"Maka kecelakaanlah bagi orang-orang yang shalat, (yaitu) orang-orang yang lalai dari shalatnya, orang-orang yang berbuat riya dan enggan menolong dengan barang berguna."(QS Almaun, 4-6).
REPUBLIKA.CO.ID, Said Quthb dalam tafsir Fizilalil Quran mengungkapkan, tiga ayat tersebut adalah doa ancaman kebinasaan bagi orang-orang yang lalai dari shalatnya. Mereka mengerjakan shalat tapi tidak menegakkan shalat. Mereka menunaikan gerakan shalat dan mengucapkan doa-doanya tetapi hati mereka tidak hidup bersama shalat. Ruh mereka tidak menghadirkan hakikat shalat, hakikat bacaan, doa-doa, dan zikir dalam shalat.

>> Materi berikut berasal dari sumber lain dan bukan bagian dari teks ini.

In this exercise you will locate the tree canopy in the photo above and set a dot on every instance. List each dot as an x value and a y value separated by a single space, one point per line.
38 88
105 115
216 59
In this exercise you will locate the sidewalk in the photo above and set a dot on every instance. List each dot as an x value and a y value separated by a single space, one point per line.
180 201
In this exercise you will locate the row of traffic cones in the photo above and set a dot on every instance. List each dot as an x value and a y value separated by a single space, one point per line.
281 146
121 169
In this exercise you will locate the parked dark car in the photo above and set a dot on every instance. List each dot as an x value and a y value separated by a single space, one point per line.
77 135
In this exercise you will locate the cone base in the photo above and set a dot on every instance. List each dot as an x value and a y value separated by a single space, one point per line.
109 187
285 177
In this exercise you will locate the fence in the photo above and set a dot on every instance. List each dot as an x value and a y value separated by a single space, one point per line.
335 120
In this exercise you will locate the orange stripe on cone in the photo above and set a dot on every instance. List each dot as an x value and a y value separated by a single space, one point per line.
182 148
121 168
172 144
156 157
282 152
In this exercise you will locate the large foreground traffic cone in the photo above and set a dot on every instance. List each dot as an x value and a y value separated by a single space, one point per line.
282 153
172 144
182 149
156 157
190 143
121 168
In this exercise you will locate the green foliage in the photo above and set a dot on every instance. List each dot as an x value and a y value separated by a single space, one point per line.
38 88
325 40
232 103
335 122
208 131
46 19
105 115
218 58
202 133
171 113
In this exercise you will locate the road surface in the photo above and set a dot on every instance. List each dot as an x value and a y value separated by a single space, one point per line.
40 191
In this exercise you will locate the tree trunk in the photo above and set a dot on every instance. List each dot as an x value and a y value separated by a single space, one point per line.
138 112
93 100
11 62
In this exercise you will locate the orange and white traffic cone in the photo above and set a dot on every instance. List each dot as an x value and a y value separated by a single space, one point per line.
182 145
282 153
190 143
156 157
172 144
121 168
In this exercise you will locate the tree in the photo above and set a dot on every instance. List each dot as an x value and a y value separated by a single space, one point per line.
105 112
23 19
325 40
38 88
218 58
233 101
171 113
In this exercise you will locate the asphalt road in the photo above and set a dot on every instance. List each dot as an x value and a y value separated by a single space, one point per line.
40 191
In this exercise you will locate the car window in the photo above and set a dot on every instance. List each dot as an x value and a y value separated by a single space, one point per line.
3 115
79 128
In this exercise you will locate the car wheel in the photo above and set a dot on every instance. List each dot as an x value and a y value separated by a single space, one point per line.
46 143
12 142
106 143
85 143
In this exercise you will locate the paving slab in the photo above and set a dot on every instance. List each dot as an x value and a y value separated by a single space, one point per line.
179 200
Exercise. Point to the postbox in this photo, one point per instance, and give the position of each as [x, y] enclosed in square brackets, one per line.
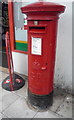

Karena itu mereka melalaikan shalat meski mengerjakannya. Menegakkan shalat sepatutnya menghadirkan hakikatnya dan melakukannya hanya karena Allah semata. Shalat yang lalai itu pun tidak memberi bekas di dalam jiwa. Dampaknya, mereka enggan memberi bantuan dengan barang-barang yang berguna. Tak mau memberi pertolongan dan enggan berbuat kebajikan kepada saudara-saudaranya sesama manusia. Shalat yang lalai itu pun menjadi debu berhamburan karena tak berbekas dalam hati.
Quraish Shihab dalam tafsir Al Misbah menyebutkan tiga ayat tentang lalainya seseorang dalam shalat berhubungan dengan ayat-ayat sebelumnya di surah yang sama. Di dalam surah Al Maun ayat 1-3 menjelaskan siapa yang mendustakan agama yakni mereka yang menghardik anak yatim dan tidak memperlakukannya dengan baik. Mereka pun disebut sebagai orang yang tidak saling menganjurkan memberi pangan kepada orang yang butuh, orang yang mendustakan agama dan mengingkari hari Pembalasan.
Pada ayat 1-3, tidak ada penjelasan mengenai kecelakaan yang menimpa mereka. Sementara pada 4-7 mengandung ancaman kecelakaan.
Quraish Shihab menulis bahwa Al-Mushallin (orang-orang yang shalat) pada ayat ke-4 tidak didahului dengan kata atau seakar dengan Aqimu. Biasanya, Alquran menggunakan kata Aqimu dan yang seakar dengannya bila yang dimaksudkan adalah shalat yang sempurna rukun dan syarat-syaratnya. Kata Aqimu atau yang seakar dengannya itu mengandung makna pelaksanaan sesuatu dalam bentuk yang sempurna.
Karena itu, pendiri Pusat Studi Quran itu menyimpulkan bahwa kata Al Mushallin pada ayat di atas yang tanpa didahului kata Aqimu mengisyaratkan bahwa shalat mereka tidak sempurna dan tidak khusyuk. Shalatnya pun tidak memperhatikan syarat dan rukun-rukunnya atau tidak menghayati arti dan tujuan hakiki dari shalat.
Ayat Fawaylulil mushallin kemudian disambung dengan dua ayat berikutnya '(yaitu) orang-orang yang lalai dari shalatnya, orang-orang yang berbuat riya dan enggan menolong dengan barang berguna'.
Ini merupakan kecaman terhadap orang-orang lalai serta lupa dalam shalatnya. Hatinya itu ditujukan kepada sesuatu selain dari shalatnya. Dengan kata lain, celakalah orang-orang yang tidak khusyuk dalam shalatnya.
Lalainya shalat juga pernah disabdakan Rasulullah SAW. Pada satu kali, Rasulullah pernah menyampaikan kekhawatiran tentang sesuatu yang di kemudian hari bisa menjangkiti umatnya. Beliau bersabda, "Sesungguhnya ada sesuatu yang aku takutkan di antara sesuatu yang paling aku takutkan menimpa umatku kelak, yaitu syirik kecil.
Para sahabat bertanya, "Apakah syirik kecil itu?" Beliau menjawab, riya. Dalam sebuah hadis diceritakan pula bahwa di akhirat kelak akan ada sekelompok orang yang mengeluh, merangkak, dan menangis. Mereka berkata, "Ya Allah di dunia kami rajin melakukan shalat, tapi kami dicatat sebagai orang yang tidak mau melakukan shalat."
Para malaikat menjawab, "Tidakkah kalian ingat pada waktu kalian melakukan shalat kalian bukan mengharap ridha Allah, tapi kalian mengharap pujian dari manusia, kalau itu yang kalian cari, maka carilah manusia yang kau harapkan pujiannya itu."